Unfortunately, the main hope for young physicists who want an academic job is that current tenured faculty are getting old and have to retire or die sooner or later. The latest data I’ve seen (from a 2000 AIP membership survey) indicated that the average age of tenured physics faculty had reached nearly 60. If anyone knows of more recent data I’d be interested to hear about it. I don’t know of any good on-line sources for historical data, but the December 1995 issue of Physics Today had an interesting article about demographic trends in physics entitled “What future will we choose for physics?”. The authors of that article claimed that before 1970 the median age of physics professors in the U.S. was relatively stable and under 40. In 1970, the number of physics Ph.D.s awarded hit an all time high of nearly 1600, and faculty hiring essentially fell off a cliff. According to the Physics Today article, from 1970 on the median age of tenured faculty increased linearly at the rate of about 8 months/year.

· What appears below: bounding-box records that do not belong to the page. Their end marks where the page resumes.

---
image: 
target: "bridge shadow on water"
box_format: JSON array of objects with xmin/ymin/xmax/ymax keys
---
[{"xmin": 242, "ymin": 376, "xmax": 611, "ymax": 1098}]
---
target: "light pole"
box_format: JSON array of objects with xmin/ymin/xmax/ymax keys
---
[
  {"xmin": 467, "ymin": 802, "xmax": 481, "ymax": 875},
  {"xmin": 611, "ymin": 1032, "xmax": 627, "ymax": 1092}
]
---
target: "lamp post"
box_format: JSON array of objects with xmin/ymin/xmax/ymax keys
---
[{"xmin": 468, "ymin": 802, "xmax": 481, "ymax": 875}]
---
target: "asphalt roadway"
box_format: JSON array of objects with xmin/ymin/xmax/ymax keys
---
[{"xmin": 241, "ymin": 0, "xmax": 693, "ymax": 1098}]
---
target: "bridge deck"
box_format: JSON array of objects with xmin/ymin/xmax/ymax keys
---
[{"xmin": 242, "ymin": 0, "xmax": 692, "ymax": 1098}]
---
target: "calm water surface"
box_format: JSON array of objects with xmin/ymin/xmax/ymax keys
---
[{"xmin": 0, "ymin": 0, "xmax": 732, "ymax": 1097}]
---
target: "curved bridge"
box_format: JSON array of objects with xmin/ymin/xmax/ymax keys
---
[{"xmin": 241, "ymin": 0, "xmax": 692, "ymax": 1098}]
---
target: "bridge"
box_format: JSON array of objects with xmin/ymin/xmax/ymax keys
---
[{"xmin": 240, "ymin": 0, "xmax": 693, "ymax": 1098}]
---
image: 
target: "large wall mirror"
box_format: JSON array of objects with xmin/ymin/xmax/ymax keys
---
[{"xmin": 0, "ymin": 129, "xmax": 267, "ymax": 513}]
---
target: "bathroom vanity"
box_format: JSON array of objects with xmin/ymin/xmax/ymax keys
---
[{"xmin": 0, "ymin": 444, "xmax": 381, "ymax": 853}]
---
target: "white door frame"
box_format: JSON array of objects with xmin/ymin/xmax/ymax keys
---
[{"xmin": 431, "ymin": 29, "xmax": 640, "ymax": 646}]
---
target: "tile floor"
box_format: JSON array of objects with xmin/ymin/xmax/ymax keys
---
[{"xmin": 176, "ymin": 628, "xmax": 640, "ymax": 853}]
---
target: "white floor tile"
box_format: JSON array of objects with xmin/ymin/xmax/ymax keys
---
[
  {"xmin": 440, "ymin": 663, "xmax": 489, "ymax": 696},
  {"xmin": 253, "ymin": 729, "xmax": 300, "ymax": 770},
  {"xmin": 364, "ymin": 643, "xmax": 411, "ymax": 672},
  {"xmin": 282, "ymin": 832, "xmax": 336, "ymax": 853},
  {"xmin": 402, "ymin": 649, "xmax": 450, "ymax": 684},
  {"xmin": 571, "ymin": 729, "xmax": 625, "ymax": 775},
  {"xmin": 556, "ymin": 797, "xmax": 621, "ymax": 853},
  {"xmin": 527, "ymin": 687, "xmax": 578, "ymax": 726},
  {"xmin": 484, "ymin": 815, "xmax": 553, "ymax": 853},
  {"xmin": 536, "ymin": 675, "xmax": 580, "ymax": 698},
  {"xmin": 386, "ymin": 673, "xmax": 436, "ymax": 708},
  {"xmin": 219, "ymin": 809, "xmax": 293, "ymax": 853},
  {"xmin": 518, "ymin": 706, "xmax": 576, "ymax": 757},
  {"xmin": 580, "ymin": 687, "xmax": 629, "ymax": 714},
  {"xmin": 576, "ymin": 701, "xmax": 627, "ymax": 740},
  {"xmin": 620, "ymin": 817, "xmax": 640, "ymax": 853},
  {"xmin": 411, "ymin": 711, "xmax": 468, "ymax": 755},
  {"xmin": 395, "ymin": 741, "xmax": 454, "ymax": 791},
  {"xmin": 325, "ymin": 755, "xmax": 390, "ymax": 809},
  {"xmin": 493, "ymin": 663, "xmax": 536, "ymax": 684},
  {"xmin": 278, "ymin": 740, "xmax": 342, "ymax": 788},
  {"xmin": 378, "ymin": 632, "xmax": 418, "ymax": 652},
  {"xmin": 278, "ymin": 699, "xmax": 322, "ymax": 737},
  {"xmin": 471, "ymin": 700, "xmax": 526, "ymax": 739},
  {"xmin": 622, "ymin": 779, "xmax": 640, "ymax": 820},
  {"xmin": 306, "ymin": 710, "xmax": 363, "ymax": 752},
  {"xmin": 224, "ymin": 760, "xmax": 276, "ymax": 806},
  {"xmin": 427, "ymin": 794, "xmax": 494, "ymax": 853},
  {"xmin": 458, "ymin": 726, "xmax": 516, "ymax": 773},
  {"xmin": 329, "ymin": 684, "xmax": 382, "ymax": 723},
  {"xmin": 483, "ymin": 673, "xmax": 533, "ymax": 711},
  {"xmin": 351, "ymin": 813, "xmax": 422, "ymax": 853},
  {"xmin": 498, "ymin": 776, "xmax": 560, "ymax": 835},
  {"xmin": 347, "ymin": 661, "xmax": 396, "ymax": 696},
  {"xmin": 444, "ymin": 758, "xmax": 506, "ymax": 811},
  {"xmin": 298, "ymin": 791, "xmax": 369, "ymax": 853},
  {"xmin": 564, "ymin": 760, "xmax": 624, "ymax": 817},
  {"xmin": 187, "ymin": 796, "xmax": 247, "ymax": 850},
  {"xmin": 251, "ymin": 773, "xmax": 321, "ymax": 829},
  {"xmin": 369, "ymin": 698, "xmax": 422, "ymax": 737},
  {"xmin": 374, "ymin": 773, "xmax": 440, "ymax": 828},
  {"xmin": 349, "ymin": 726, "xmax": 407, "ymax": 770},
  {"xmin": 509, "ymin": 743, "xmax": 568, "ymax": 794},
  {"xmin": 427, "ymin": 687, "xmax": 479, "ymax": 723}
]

One effect of the aging of the physics community is that Physics Today has been running an increasing number of obituaries, since it has a long-running policy of printing a picture and several paragraphs about each of their members for whom obituaries are submitted. As of this month, facing the prospect of having to devote an increasing fraction of space to this purpose, they have abandoned this policy, announcing that from now on they will only publish obituaries in special cases, setting up a separate web-site for on-line obituaries, since these won’t be appearing in the magazine itself.
Update: Andre Brown wrote in to point out that the 1995 Physics Today article is available on-line.